Hannah Lühmann: „Auszeit“

Die Auszeit, um die es hier geht, handelt von einer jungen Frau, die nach einer Abtreibung in Trauer verfällt und mit einer Freundin gemeinsam ein Refugium im Bayerischen Wald aufsucht. In einer Hütte im Wald wollen beide Frauen eine Auszeit nehmen und mit Hilfe der Natur den inneren Einklang wieder finden. Es sind die Wünsche und Träume einer jungen Generation, die sich hier in den Protagonisten spiegeln. Der Roman ist unterhaltsam, mit einer gewissen Leichtigkeit geschrieben. Das vermeintlich Einfache kann sich im Nachklang als Tiefgründiges erweisen und neben der Unterhaltung und dem Lesespaß klingt auch etwas Melancholisches mit.

Das Buch verwebt in der Metaphorik oft ein Innen und Außen. Grenzen, die durch einfache Symbolik in der Natur erscheinen, können Sinnbild der inneren Blockaden sein. Alles wirkt aufeinander ein und ist Resonanz. Gleich dem Atmen strömt etwas in den Lebensraum, wird aber auch erneut ausgestoßen oder sucht sich seine Möglichkeit des Ausbruchs aus dem Schutzraum. Henriette, der Hauptcharakter, schreibt schon lange an ihrer Dissertation über die Kulturgeschichte des Werwolfs. Dieses Fabelwesen ist eine unnatürliche Natürlichkeit. Etwas Ungeheuerliches brodelt innerlich, sucht sich seinen Freiraum, verdrängt das Eigentliche und wird tierischer als der Mensch und das ursprüngliche Tier.

Henriette verbringt mit ihrer guten Freundin Paula eine Zeit in einer abgelegenen Hütte im Wald. Der Vorschlag kam von Paula, da Henriette Zeit benötigt, um das ungeborene Kind zu betrauern und um endlich auch ihre Doktorarbeit fertigzustellen. Ihr Doktorvater drängt auf baldige Abgabe. Henriette hat sich bisher einfach vom Leben treiben lassen. Entscheidungen wurden ihr oft durch Wendungen, Zufälle oder Andere abgenommen. Nun steht sie für sich alleine da und muss langsam Klarheit bekommen, was sie im Leben möchte, was sie zukünftig erwartet. Paula, die auch noch nach ihrem Glück sucht, aber innerlich gefestigter wirkt, unterstützt Henriette. Im Zentrum steht das Innenleben beider Frauen. Im Wald trifft die Suche nach dem Lebensglück auf Werwölfe, Reiki und Resonanzkörper. Dies klingt spiritueller als es im Text tatsächlich ist. Sehr unterhaltsam und klug werden diese ganzen Elemente eingebaut. Wie soll man endlich Klarheit im Leben finden, wenn alles noch unklar ist? Wie und wo findet man das Glück?

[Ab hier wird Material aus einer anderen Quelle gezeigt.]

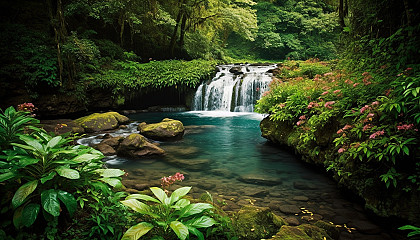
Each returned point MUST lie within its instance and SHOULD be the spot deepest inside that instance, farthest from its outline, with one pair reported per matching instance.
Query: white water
(233, 92)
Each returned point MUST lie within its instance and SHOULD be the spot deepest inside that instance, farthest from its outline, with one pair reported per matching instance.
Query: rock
(256, 223)
(365, 227)
(101, 121)
(259, 180)
(105, 149)
(301, 198)
(136, 146)
(304, 186)
(168, 129)
(289, 209)
(113, 141)
(190, 164)
(302, 232)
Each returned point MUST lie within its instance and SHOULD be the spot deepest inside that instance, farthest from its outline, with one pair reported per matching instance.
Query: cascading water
(235, 88)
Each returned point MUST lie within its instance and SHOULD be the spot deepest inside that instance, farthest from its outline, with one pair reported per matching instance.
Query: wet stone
(289, 209)
(365, 227)
(301, 198)
(304, 186)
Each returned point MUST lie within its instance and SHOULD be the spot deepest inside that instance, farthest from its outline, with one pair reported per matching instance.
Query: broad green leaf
(84, 157)
(194, 209)
(54, 141)
(137, 231)
(67, 172)
(181, 203)
(110, 172)
(68, 200)
(50, 203)
(17, 217)
(180, 229)
(196, 232)
(114, 182)
(159, 193)
(136, 205)
(7, 176)
(24, 191)
(48, 177)
(201, 222)
(29, 214)
(179, 193)
(142, 197)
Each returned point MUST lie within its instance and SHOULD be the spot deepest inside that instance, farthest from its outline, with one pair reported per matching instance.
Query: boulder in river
(101, 121)
(168, 129)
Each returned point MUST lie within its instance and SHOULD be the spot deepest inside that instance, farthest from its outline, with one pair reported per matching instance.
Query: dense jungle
(142, 119)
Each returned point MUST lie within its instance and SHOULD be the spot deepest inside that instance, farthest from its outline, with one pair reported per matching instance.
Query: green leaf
(137, 231)
(180, 229)
(114, 182)
(136, 206)
(194, 209)
(67, 172)
(159, 193)
(179, 193)
(54, 141)
(50, 203)
(68, 200)
(201, 222)
(196, 232)
(7, 176)
(24, 191)
(110, 172)
(142, 197)
(17, 217)
(48, 177)
(29, 214)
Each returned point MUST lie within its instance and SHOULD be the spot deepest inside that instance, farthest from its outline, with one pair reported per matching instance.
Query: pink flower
(366, 127)
(328, 104)
(376, 134)
(363, 109)
(375, 103)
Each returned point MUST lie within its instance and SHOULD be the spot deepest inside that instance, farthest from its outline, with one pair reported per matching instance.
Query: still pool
(224, 154)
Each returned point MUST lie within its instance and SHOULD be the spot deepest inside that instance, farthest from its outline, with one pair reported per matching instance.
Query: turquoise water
(231, 146)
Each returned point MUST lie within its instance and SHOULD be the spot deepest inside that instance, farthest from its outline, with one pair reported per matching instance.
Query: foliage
(168, 212)
(13, 125)
(414, 230)
(379, 126)
(130, 75)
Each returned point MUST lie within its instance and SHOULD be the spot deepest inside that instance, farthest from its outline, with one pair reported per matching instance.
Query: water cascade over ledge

Die Einsamkeit, die Natur tut den Frauen gut und sie finden eine anfängliche Ruhe. Doch ein Freund, der dazustößt, wirbelt alles durcheinander.

Ein Roman über Freundschaft, Träume und Ängste. Der Text spielt auch mit der Frage, wie man das Glück findet, wenn  sich dies stets verbirgt, auch wenn man vermeintlich doch alles im Leben bereits besitzt oder haben kann? Das lineare Leben benötigt Raum, um sich in diesen hineinentwickeln zu können. Das Einfache wird begrenzt durch die Sehnsucht nach Unabhängigkeit und den inneren gebändigten Wilden.

Hannah Lühmann hat mit ihrem Debütwerk einen leicht lesbaren Roman geschrieben, der Spaß macht und zum Nachsinnen einlädt.